Chelsea Littman’s career in art began with ceramics in high school.
“I was practically living in the ceramics studio – I’d be there after school until dinner,” she said. Shortly after, she attended Alfred University in upstate New York, a school renowned for its exceptional ceramics program.
But at Alfred, it wasn’t ceramics that caught – and continues to hold – Littman’s attention.
“When I got there, I took a tour of the campus, and in the art studio was the hot shop – where students worked with molten glass,” she said. “That was like the most intriguing, amazing, incredible place I’d ever seen.”
Four years ago, Littman moved from her hometown of Cleveland to intern at Popelka Trenchard Glass, a studio and fine-art gallery at 64 S. 2nd Ave. in Sturgeon Bay. She had taken a workshop with Jeremy Popelka and Stephanie Trenchard at the Corning Museum of Glass in upstate New York, one of the premier art-glass centers in the country.

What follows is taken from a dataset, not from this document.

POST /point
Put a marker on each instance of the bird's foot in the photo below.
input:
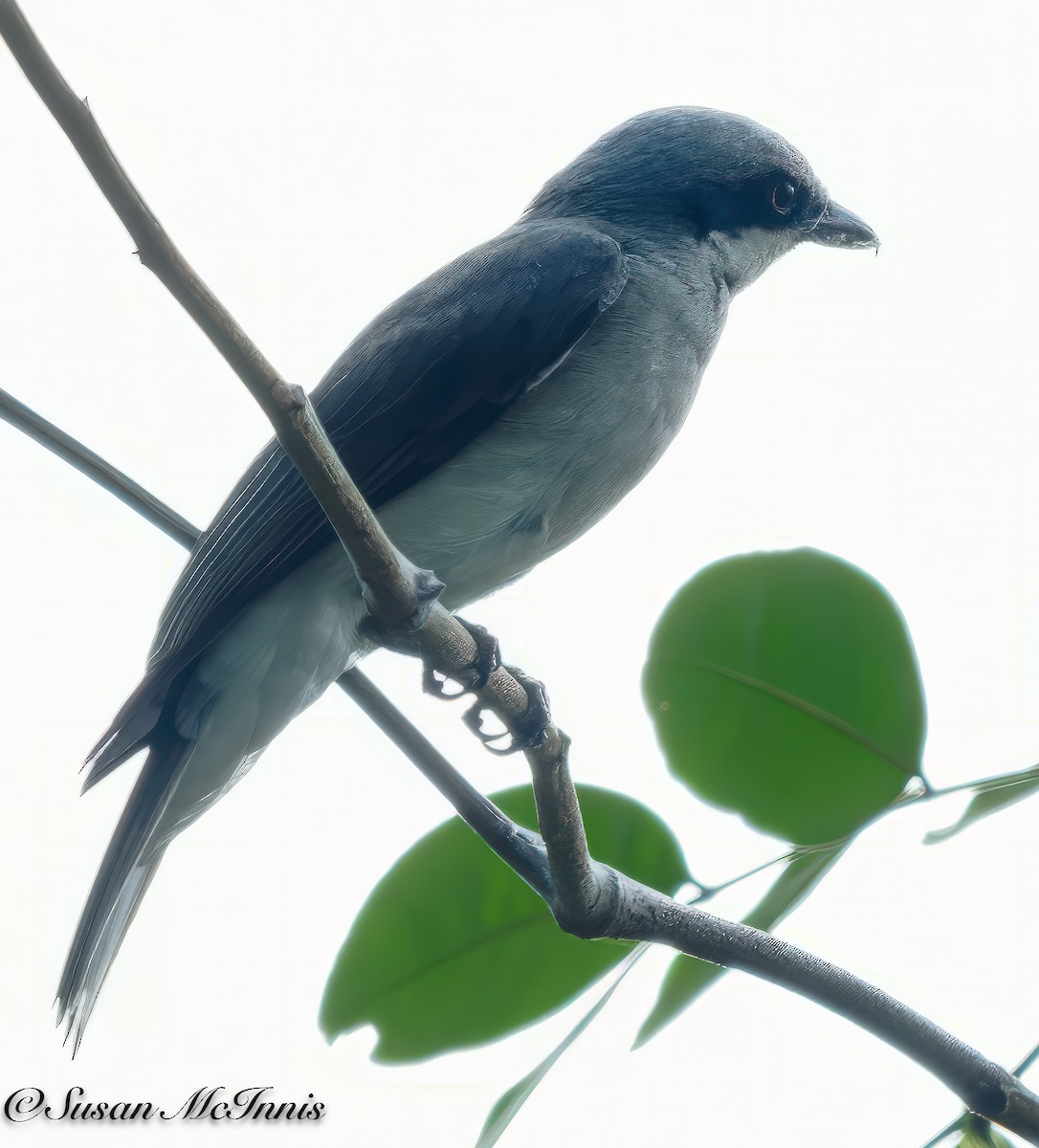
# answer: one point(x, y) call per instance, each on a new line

“They rocked that class,” Littman said. “It was really inspiring, and it definitely made me want to spend more time with them, so I was really excited when they contacted me and asked if I wanted to come to work for them.”
Her internship then extended into a job as an assistant at the studio – now part of the Steel Bridge Creative District, which encompasses galleries, recording studios and the Holiday Music Motel, with its Tambourine Lounge and artist spaces that are home to the Steel Bridge Songfest.
Recently Littman was working on a self-portrait – sculpting her own head in glass – with Popelka and Trenchard acting as her team. The roles are fluid, she said, but most glass work, especially glassblowing, requires more than one person.
“Jeremy does assist me whenever I ask,” Littman said. “It’s actually hard for him because he’s so used to being the gaffer – the one making – that as soon as he steps into the assistant role, he feels lost. But I’m trying to teach him how to be an assistant, I guess, as much as he’s helping me learn how to be a better gaffer.”
Two things Littman loves about glass are the team dynamic and the community.
“It has this natural camaraderie that just feels so good,” she said.
While creating the glass head, she’d work for a short time before putting it back into the “glory hole” – a furnace with temperatures that surpass 1,000 F – for more heating, or she’d use a blowtorch to heat part of it at a bench. Littman judges when the glass needs more heat by the way it feels, not the way it looks.
There are visual cues such as color changes, she explained, but by the time the artist notices them, it’s too late.
“A lot is how it’s moving,” Littman said. “Even with the torch, there are some points where I thought, ‘OK, that was too much heat,’ and then your tool wants to stick to it, or that was not enough, and then it’s not moving.
“It’s this really beautiful dance in between there of how the glass is behaving and you’re responding.”
Despite 12 years of working around glass heated to 3,000 F, Littman thinks she’s been burned by the sun more often than by anything in the studio.
“The pipe is the biggest danger because half of it is hot, so you have to be very aware of where you place your hand,” she said. “You learn early on to just touch it lightly.”
Now she’s making a series inspired by Sister Bay’s Pebble Beach: vases with blue near the top and pebble shapes below.
Littman is also preparing for Indiana Green, an annual group exhibition featuring 2D and 3D pieces by artists living and working in Wisconsin. It will open July 23 at the Center for the Visual Arts in Wausau and run through mid-September.
Littman, now 31, carries a fat, leather-bound book filled with pages and pages of drawings and notes about projects coming down the line.
“I want to be able to keep working with glass my whole life,” she said.